Now the question asked by the onlookers was “who is my neighbor?”  Meaning who is the one I’m obligated to help?

The answer to that question is maybe difficult to hear, but true nonetheless.  Our neighbor, the one we are obligated to help, is the person we know about.  Their country of origin doesn’t matter, their religious affiliation doesn’t matter, their legal status doesn’t matter.  The only thing that matters is that they have a need that we can meet.

How do I arrive at this conclusion?

Well, as I read the story, first of all, the only thing that matters is the need.  And looking back to the Old Testament, the Mosaic law is replete with references to how we are supposed to treat not just our friends and family, but how we are to treat those who are not part of us, not part of our tribe.

The Old Testament refers to them as sojourners, or wanderers.  The Hebrew term is goor – and it is defined as a person, or group, is residing, either permanently or temporarily, in a community and place that is not primarily their own, and is dependent on the good will of that community for their continued existence.  The Greek word is παροικέω (pa-roi-ke-o).

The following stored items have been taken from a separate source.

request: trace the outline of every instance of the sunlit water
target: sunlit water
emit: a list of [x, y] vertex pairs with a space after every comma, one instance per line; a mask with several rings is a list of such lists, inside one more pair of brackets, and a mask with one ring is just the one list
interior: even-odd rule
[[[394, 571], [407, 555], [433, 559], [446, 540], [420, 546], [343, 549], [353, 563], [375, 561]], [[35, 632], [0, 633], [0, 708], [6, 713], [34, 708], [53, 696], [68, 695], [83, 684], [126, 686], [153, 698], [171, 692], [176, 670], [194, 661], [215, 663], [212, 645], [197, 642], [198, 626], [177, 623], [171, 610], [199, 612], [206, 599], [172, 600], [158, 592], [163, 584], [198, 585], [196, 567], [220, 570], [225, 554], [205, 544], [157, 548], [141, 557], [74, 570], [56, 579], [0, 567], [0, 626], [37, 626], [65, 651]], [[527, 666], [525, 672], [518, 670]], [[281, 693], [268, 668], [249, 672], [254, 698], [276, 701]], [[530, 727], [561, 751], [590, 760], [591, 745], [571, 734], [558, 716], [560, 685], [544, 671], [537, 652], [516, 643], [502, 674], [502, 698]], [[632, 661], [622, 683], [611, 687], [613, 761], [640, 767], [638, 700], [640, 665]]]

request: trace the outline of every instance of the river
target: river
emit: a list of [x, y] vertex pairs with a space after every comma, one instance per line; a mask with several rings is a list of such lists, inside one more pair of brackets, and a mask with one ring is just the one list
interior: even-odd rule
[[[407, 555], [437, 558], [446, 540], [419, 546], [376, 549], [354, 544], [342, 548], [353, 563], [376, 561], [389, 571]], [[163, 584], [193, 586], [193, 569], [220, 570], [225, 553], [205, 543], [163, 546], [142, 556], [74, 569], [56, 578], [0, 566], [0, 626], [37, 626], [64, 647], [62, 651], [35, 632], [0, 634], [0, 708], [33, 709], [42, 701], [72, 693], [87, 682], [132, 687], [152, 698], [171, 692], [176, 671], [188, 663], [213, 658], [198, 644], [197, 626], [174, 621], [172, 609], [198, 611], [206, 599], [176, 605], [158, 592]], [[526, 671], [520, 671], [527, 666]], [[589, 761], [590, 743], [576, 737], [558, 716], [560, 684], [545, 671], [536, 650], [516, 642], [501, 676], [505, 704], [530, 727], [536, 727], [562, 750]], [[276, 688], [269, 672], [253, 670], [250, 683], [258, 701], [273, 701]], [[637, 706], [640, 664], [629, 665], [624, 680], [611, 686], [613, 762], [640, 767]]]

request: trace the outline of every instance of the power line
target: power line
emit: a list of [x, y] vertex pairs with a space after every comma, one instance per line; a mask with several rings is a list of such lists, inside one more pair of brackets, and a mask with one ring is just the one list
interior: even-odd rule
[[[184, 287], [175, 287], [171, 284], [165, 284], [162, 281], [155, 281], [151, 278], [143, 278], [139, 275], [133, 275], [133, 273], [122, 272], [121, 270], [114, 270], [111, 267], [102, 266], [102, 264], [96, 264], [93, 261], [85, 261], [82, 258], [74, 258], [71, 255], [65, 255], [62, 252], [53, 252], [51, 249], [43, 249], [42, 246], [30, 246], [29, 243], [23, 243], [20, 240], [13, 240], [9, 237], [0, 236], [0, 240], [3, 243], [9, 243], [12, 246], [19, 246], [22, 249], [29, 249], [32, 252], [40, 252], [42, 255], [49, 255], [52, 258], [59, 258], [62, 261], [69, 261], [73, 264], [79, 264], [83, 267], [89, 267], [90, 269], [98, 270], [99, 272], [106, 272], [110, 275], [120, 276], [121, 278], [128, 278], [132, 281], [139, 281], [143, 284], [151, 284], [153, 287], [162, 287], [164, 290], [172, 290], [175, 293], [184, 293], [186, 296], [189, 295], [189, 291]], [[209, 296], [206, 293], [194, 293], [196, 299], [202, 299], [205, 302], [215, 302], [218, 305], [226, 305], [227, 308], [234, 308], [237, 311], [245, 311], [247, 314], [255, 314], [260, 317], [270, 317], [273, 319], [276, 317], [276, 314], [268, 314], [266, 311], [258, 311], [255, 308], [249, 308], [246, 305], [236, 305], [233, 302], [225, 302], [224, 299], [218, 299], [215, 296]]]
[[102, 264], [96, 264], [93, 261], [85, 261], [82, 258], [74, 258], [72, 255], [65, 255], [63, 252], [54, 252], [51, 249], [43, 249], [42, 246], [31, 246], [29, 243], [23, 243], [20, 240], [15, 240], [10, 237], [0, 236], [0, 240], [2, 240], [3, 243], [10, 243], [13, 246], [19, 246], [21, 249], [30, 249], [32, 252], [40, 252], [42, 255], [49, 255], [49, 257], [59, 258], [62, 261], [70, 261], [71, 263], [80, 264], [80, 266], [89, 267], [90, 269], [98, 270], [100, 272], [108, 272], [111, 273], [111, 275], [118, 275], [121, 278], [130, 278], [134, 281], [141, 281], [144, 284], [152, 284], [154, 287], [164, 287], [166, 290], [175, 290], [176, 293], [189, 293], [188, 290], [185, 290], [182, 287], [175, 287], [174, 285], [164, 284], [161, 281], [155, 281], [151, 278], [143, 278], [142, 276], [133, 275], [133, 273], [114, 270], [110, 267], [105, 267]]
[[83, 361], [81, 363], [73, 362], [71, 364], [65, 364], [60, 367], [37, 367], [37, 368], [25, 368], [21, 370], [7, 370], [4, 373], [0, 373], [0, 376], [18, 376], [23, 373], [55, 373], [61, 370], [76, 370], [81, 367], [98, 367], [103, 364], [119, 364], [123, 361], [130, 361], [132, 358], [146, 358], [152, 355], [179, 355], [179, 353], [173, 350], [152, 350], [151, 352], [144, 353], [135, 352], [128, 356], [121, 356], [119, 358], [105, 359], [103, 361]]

We find several references to how these sojourners, or foreigners, are to be treated by the people of God.  Deuteronomy 27:19 says, “‘Cursed be anyone who perverts the justice due to the sojourner, the fatherless, and the widow.’

Exodus 22:20 tells us that we shall not wrong or oppress a sojourner, for you were sojourners in the land of Egypt.  In verses 22-23, Exodus goes on to say, “If you do mistreat them – meaning sojourners, widows, orphans – I (God) will heed their outcry as soon as they cry out to Me, and My anger shall blaze forth and I will put you to the sword, and your own wives shall become widows and your children orphans.”

In Jeremiah, chapter 7 verses 5-7, we hear God say, “If you really mend your ways and your actions; if you execute justice between one party and another; if you do not oppress the stranger, the orphan, and the widow; if you do not shed the blood of the innocent in this place; if you do not follow other gods, to your own hurt – then only will I let you dwell in this place, in the lad that I gave to your ancestors for all time.”

It is interesting also – side note – that Jeremiah also delivers God’s message in verses 9-10:  Will you steal and murder and commit adultery and swear falsely, and sacrifice to Baal, and follow other gods whom you have not experienced, and then come and stand before Me in this House that bears My name and say, “We are safe”?—[Safe] to do all these abhorrent things!  Do you consider this House, which bears My name, to be a den of thieves? As for Me, I have been watching—declares GOD.”

That sounds familiar – Jesus may have referenced that before He chased the moneychangers out of the Temple.  So remember, God is watching us!

One more.  Deuteronomy 1:16:  I charged your magistrates at that time as follows, “Hear out your fellow Israelites, and decide justly between one party and the other—be it a fellow Israelite or a sojourner.”

Maybe you get the idea.  We can’t put any – any – prerequisites on who we are to help.  Our neighbor, the one we are obligated to help, is the one in need.

So what is the extent of the help?  Well, let’s go back to the Gospel account.  The Samaritan met every need he was able to meet.  The need, the first priority, was the health of the man, and then his recovery.  So, he bound and treated the wounds, and went to an inn, and the man stayed with him.

When he had to go, the Samaritan left some money with the innkeeper, and promised that if the care of this hurt man cost more, he would pay him on his return.

To quote Teddy Roosevelt:  Do what you can with what you have where you are.

And we do this because of the same reason the people of Israel did – because God saved us.  Because God is healing us.  The expectation for us is that we extend our assistance to others in need.  God works through us, to reach out to the world.  And this is what we will be judged on – Matthew 25 is explicitly clear about this.

God doesn’t simply bless us directly anymore.  Manna from heaven isn’t happening, as far as I know.  The blessings of God flow to us from and through others.

And then, we pass it on.

In the Name of the Father, and of the Son, and of the Holy Spirit, One God.  Glory to Jesus Christ.